La Méditerranée, un bassin de croisière en pleine expansion
Les croisières en Méditerranée attirent un nombre croissant de vacanciers, avec une augmentation significative des escales. Deuxième bassin mondial après les Caraïbes, la Méditerranée devrait accueillir environ six millions de passagers cette année, contre quatre millions en 2024, selon les prévisions de l'association internationale des professionnels de la croisière (Clia).
La croissance des escales en France
Sur le littoral français, le cap des 2 000 escales va être franchi cette année, avec 1 885 escales réalisées en 2025, soit une hausse de 11 % par rapport à 2024, réparties sur 22 ports.
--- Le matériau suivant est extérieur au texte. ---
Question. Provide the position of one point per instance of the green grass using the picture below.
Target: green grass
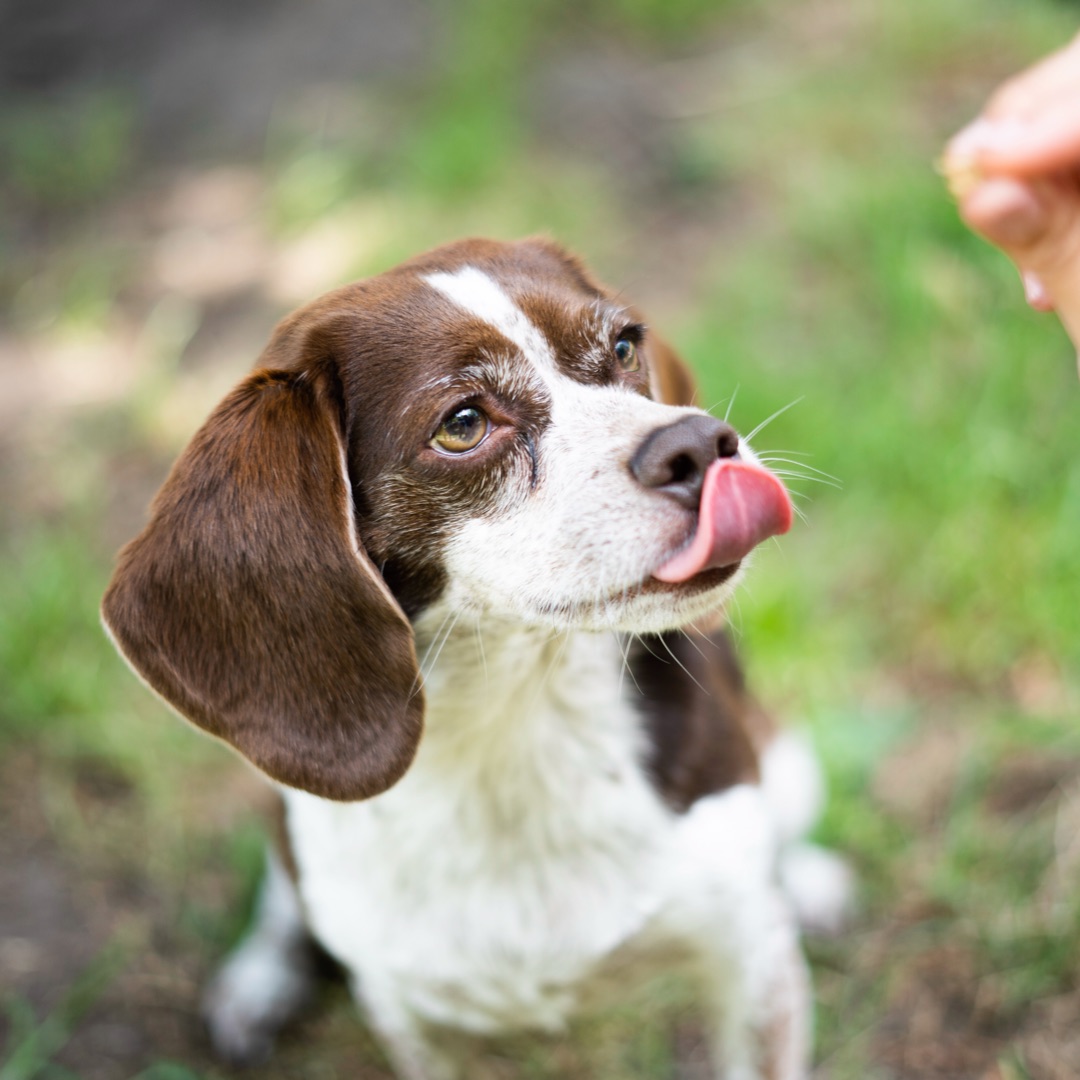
(934, 592)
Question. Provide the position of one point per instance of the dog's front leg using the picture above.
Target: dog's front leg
(757, 1003)
(405, 1038)
(741, 930)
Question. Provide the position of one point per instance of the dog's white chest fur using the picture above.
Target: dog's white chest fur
(522, 848)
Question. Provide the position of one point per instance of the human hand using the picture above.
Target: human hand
(1015, 173)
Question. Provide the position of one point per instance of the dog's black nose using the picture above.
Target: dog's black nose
(674, 459)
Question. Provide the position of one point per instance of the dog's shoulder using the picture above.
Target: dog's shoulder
(704, 729)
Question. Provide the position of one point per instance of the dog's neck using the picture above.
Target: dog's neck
(504, 702)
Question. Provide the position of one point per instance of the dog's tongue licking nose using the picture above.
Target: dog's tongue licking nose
(741, 505)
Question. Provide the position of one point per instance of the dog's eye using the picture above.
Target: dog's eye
(463, 430)
(625, 352)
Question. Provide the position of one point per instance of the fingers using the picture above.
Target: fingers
(1007, 212)
(1031, 125)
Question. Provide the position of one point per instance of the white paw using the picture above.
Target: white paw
(260, 987)
(821, 887)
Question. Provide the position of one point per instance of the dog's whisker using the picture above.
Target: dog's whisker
(731, 402)
(801, 464)
(692, 642)
(686, 670)
(768, 420)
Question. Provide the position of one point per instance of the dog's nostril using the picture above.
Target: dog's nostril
(727, 445)
(683, 468)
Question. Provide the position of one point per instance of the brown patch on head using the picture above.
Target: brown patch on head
(269, 597)
(671, 380)
(697, 712)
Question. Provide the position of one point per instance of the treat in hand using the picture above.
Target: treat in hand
(1015, 173)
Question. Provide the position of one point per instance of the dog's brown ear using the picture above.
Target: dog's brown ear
(670, 379)
(248, 604)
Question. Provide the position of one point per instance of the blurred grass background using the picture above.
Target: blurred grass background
(756, 174)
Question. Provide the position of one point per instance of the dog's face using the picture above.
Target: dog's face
(495, 453)
(484, 427)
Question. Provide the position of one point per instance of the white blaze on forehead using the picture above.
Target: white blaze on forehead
(481, 296)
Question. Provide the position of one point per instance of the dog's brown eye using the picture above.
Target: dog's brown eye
(625, 352)
(462, 430)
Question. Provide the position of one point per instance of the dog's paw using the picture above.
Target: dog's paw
(821, 887)
(257, 990)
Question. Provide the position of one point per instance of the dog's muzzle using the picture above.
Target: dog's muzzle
(696, 462)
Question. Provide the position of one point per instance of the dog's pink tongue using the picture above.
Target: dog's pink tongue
(741, 505)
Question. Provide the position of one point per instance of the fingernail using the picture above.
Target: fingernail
(968, 142)
(985, 135)
(1036, 293)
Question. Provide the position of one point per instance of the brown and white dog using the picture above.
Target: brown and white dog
(428, 568)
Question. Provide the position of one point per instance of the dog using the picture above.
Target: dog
(439, 568)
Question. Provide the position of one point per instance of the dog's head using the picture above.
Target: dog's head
(483, 426)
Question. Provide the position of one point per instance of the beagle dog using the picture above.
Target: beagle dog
(437, 567)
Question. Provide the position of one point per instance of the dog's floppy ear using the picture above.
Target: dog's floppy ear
(248, 604)
(670, 379)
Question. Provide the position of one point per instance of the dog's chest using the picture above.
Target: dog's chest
(524, 846)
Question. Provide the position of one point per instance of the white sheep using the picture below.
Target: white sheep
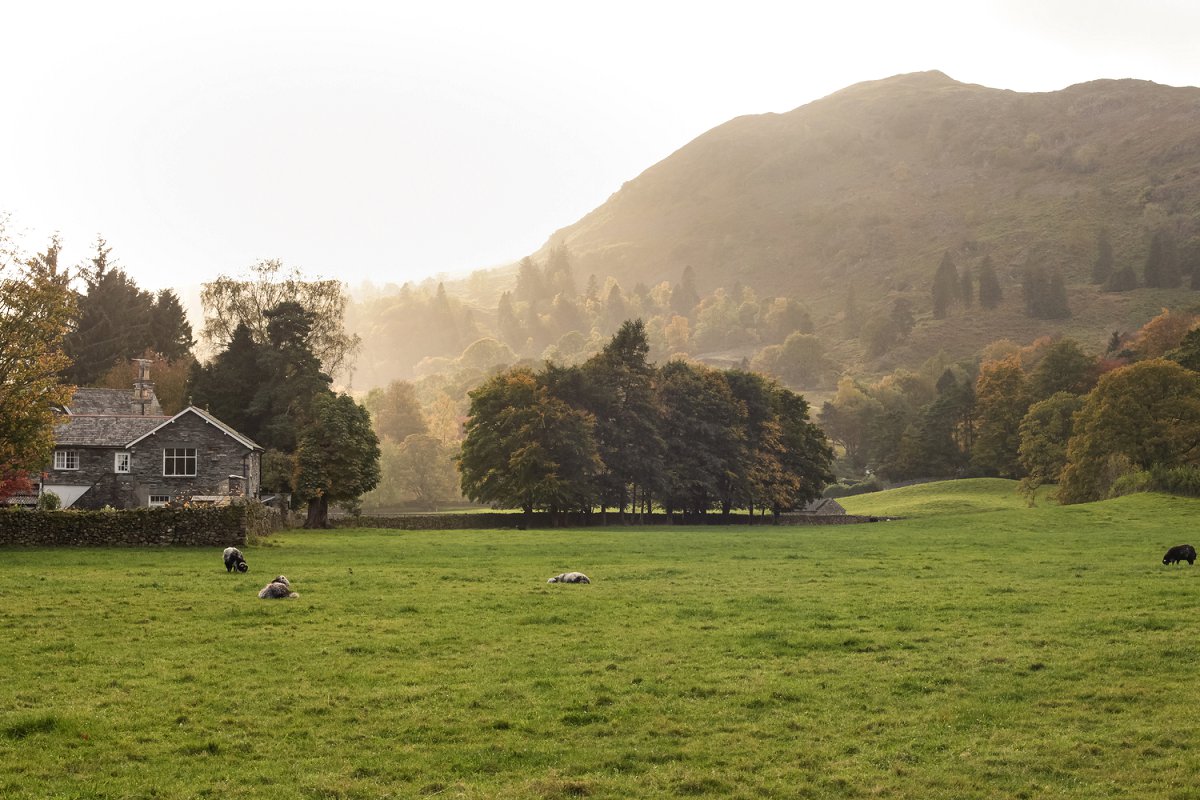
(277, 588)
(570, 577)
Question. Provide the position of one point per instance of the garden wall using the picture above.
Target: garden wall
(484, 519)
(220, 527)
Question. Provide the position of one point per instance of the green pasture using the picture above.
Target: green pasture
(977, 648)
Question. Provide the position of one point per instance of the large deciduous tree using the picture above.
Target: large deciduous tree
(336, 457)
(36, 307)
(232, 301)
(1138, 417)
(527, 449)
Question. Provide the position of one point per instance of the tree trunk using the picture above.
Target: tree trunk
(318, 512)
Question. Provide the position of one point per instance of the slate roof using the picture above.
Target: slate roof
(103, 431)
(108, 401)
(204, 415)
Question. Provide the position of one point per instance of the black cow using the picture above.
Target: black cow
(1181, 553)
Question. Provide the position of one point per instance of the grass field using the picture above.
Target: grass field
(997, 653)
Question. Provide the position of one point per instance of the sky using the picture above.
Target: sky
(393, 142)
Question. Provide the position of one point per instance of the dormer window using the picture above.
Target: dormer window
(179, 462)
(66, 459)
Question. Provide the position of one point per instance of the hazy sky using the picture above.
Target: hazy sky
(399, 140)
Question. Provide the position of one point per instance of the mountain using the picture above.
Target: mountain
(871, 186)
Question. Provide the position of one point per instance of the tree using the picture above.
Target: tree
(229, 301)
(171, 334)
(424, 468)
(1123, 280)
(336, 457)
(114, 322)
(227, 386)
(1001, 402)
(846, 420)
(1102, 268)
(989, 284)
(1044, 431)
(1162, 270)
(1045, 294)
(527, 449)
(685, 296)
(1144, 415)
(701, 427)
(946, 288)
(1063, 367)
(36, 307)
(627, 417)
(395, 411)
(799, 361)
(1164, 332)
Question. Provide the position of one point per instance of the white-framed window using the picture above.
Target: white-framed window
(66, 459)
(179, 461)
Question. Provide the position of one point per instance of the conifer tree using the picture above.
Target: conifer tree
(946, 288)
(989, 284)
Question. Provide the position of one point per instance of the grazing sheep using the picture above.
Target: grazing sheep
(277, 588)
(570, 577)
(1181, 553)
(234, 560)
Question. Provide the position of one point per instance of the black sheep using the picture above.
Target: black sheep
(1181, 553)
(234, 560)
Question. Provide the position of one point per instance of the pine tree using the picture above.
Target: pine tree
(1102, 269)
(1162, 269)
(946, 288)
(989, 284)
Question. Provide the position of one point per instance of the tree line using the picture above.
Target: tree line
(1047, 413)
(617, 432)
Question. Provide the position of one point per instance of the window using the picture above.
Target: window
(179, 461)
(66, 459)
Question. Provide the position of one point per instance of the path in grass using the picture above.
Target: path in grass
(1037, 653)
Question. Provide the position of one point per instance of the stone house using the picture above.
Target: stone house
(118, 449)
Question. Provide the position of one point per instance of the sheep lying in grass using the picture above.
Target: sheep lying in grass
(570, 577)
(1181, 553)
(277, 588)
(234, 560)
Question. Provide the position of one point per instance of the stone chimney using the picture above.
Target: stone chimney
(144, 401)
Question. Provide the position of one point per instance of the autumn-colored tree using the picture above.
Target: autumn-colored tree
(1145, 415)
(1163, 334)
(1001, 402)
(990, 293)
(36, 310)
(336, 457)
(1044, 433)
(395, 411)
(527, 449)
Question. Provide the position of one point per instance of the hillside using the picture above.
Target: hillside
(863, 193)
(874, 182)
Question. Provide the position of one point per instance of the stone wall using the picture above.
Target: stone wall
(221, 527)
(485, 519)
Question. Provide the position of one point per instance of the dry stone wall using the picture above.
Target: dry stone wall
(133, 528)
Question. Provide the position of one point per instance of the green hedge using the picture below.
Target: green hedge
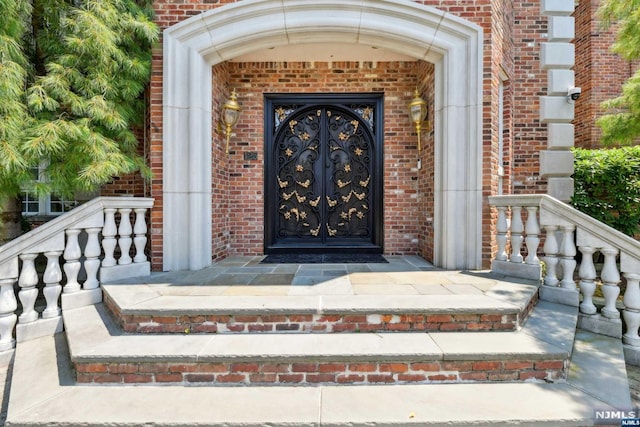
(607, 186)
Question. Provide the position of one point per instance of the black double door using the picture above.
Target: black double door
(323, 174)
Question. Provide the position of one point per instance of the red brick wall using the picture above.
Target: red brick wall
(599, 72)
(407, 197)
(425, 75)
(529, 83)
(222, 174)
(404, 207)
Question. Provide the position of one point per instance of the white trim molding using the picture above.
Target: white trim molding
(193, 46)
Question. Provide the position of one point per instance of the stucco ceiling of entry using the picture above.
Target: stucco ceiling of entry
(323, 52)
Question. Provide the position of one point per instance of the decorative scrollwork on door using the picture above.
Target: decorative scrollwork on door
(323, 165)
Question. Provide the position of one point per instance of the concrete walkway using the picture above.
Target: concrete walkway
(44, 392)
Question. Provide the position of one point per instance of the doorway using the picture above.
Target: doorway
(323, 173)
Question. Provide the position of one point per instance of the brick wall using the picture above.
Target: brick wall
(512, 32)
(404, 208)
(599, 72)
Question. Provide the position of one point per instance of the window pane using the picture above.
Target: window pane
(30, 204)
(58, 205)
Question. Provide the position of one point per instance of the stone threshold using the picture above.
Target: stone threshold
(145, 309)
(101, 353)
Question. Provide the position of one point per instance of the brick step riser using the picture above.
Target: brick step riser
(318, 322)
(304, 373)
(321, 323)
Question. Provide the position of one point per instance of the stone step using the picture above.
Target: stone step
(43, 393)
(101, 353)
(157, 308)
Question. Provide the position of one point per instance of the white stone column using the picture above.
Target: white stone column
(8, 306)
(92, 261)
(533, 239)
(557, 56)
(109, 231)
(140, 232)
(631, 313)
(28, 291)
(501, 229)
(517, 228)
(124, 236)
(587, 274)
(72, 254)
(610, 280)
(551, 250)
(52, 289)
(568, 261)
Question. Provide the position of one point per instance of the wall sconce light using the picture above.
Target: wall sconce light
(418, 113)
(229, 116)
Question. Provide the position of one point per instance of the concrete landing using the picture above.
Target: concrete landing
(43, 394)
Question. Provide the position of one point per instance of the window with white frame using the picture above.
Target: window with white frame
(50, 205)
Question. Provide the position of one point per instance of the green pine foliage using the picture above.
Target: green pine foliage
(607, 186)
(621, 125)
(13, 77)
(82, 69)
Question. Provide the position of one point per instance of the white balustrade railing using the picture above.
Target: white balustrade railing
(567, 232)
(90, 244)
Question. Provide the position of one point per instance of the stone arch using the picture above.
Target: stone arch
(193, 46)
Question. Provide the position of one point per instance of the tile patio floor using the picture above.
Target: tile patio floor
(246, 276)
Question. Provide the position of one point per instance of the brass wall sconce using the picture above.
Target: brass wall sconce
(229, 116)
(418, 113)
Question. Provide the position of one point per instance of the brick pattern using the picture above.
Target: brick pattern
(309, 323)
(408, 211)
(513, 32)
(315, 373)
(595, 64)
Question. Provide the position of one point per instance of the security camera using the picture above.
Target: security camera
(573, 94)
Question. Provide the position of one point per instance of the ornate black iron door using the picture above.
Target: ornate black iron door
(323, 177)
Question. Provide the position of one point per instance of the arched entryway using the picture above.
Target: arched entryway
(192, 47)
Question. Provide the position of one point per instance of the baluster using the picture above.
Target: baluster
(631, 312)
(124, 232)
(28, 291)
(501, 238)
(140, 231)
(532, 240)
(109, 231)
(517, 227)
(72, 254)
(550, 249)
(92, 263)
(587, 274)
(568, 260)
(8, 306)
(610, 279)
(52, 289)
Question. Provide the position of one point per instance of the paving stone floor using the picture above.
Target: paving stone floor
(633, 372)
(239, 276)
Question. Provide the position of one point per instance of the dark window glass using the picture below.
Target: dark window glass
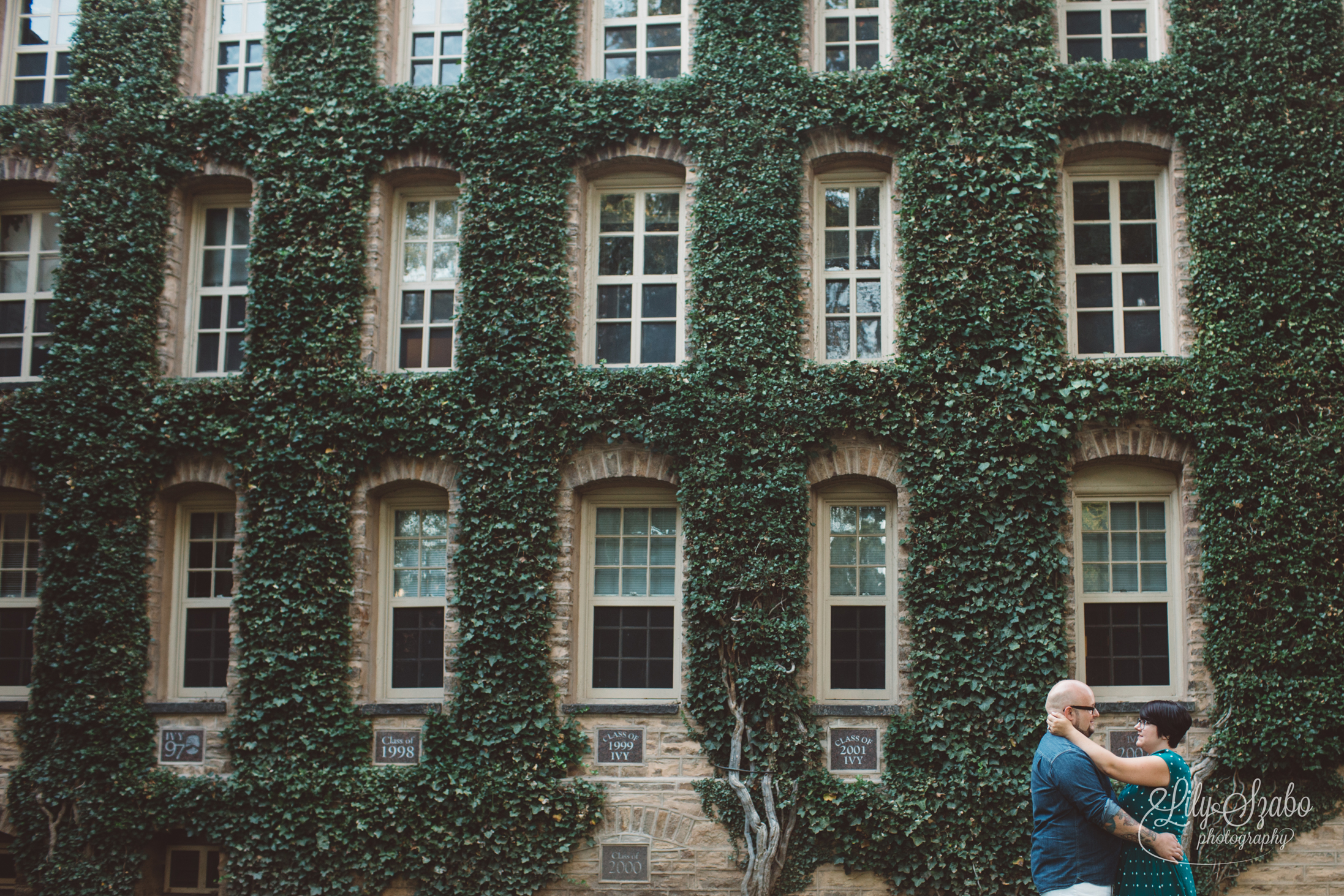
(17, 647)
(1127, 644)
(632, 647)
(418, 648)
(858, 648)
(206, 650)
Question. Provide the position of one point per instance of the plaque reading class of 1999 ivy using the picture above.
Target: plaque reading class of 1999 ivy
(182, 746)
(854, 748)
(620, 746)
(394, 747)
(625, 862)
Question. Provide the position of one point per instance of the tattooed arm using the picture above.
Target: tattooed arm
(1121, 824)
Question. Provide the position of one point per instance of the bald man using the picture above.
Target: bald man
(1079, 828)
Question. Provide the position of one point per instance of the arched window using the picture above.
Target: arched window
(1128, 581)
(854, 268)
(856, 593)
(638, 270)
(414, 581)
(1119, 257)
(629, 595)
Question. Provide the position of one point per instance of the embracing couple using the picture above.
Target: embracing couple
(1089, 843)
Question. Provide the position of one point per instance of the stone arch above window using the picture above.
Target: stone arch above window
(858, 456)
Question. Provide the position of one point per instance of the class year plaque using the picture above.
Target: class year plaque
(620, 746)
(182, 746)
(1124, 742)
(396, 747)
(625, 862)
(854, 748)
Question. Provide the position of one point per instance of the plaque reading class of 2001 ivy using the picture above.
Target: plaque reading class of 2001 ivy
(854, 748)
(625, 862)
(396, 747)
(620, 746)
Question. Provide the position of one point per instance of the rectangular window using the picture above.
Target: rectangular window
(856, 587)
(30, 253)
(1127, 590)
(643, 38)
(632, 590)
(206, 585)
(437, 42)
(1108, 30)
(238, 61)
(219, 314)
(417, 584)
(1116, 265)
(426, 296)
(19, 560)
(42, 37)
(194, 870)
(856, 297)
(639, 277)
(856, 34)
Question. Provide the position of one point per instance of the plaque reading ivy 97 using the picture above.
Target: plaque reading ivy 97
(625, 862)
(854, 748)
(182, 746)
(396, 747)
(620, 746)
(1124, 742)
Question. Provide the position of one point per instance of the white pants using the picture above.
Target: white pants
(1081, 890)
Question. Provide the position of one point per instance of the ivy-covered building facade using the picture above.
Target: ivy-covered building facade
(656, 445)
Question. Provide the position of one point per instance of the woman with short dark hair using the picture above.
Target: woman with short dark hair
(1158, 794)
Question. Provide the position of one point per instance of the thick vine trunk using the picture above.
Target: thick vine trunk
(766, 837)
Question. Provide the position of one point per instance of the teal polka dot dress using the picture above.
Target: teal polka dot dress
(1141, 873)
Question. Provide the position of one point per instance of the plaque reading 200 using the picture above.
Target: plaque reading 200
(396, 747)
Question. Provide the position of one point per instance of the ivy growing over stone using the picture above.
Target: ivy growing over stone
(981, 404)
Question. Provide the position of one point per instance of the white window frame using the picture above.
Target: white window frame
(585, 552)
(839, 496)
(201, 870)
(641, 20)
(1155, 24)
(31, 296)
(885, 272)
(1133, 483)
(181, 602)
(12, 49)
(1116, 171)
(195, 269)
(425, 17)
(640, 184)
(245, 37)
(19, 505)
(399, 285)
(820, 12)
(407, 499)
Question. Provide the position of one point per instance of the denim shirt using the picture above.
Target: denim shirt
(1070, 800)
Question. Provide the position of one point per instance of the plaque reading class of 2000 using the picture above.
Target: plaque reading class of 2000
(621, 862)
(182, 746)
(1124, 742)
(854, 750)
(620, 746)
(396, 747)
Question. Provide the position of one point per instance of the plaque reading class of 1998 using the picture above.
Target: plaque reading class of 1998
(620, 746)
(1124, 744)
(396, 747)
(854, 748)
(625, 862)
(182, 746)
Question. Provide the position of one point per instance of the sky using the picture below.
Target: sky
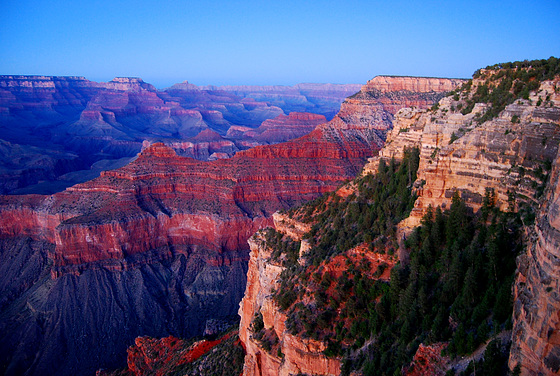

Cette dynamique s'explique en partie par le contexte international, incitant les voyageurs à privilégier la Méditerranée.
Sète : une stratégie de croissance maîtrisée
À Sète, dans l'Hérault, le port régional a décidé de fixer des limites pour un développement raisonnable. En 2024, la ville a accueilli 28 000 croisiéristes, puis 34 000 en 2025 pour 56 escales. Pour 2026, les prévisions sont de 62 000 passagers en 83 escales, soit une augmentation de 95 %.
Philippe Malagola, président du port, explique cette inflation par l'attrait de la croisière en Méditerranée, la stabilité régionale et l'abri naturel du port contre le vent. Olivier Carmes, directeur général, vise une centaine d'escales d'ici 2030, avec un maximum de 100 000 personnes par an.
Le port mise sur des navires plus petits, limités à 200 mètres de longueur et 600 passagers par escale, contre des unités de 1 600 personnes auparavant. Cette réorientation répond aux critiques post-Covid-19 concernant les très gros navires. Olivier Carmes souligne : "Nous voulons des croisières durables, adaptées à la connexion ville-port."
Des projets d'électrification du quai d'Alger sont en cours, mais nécessitent que les bateaux soient équipés. L'objectif est de favoriser un tourisme vert, avec 50 % des touristes restant à Sète lors des escales, et une incitation à explorer l'arrière-pays et les vignobles locaux.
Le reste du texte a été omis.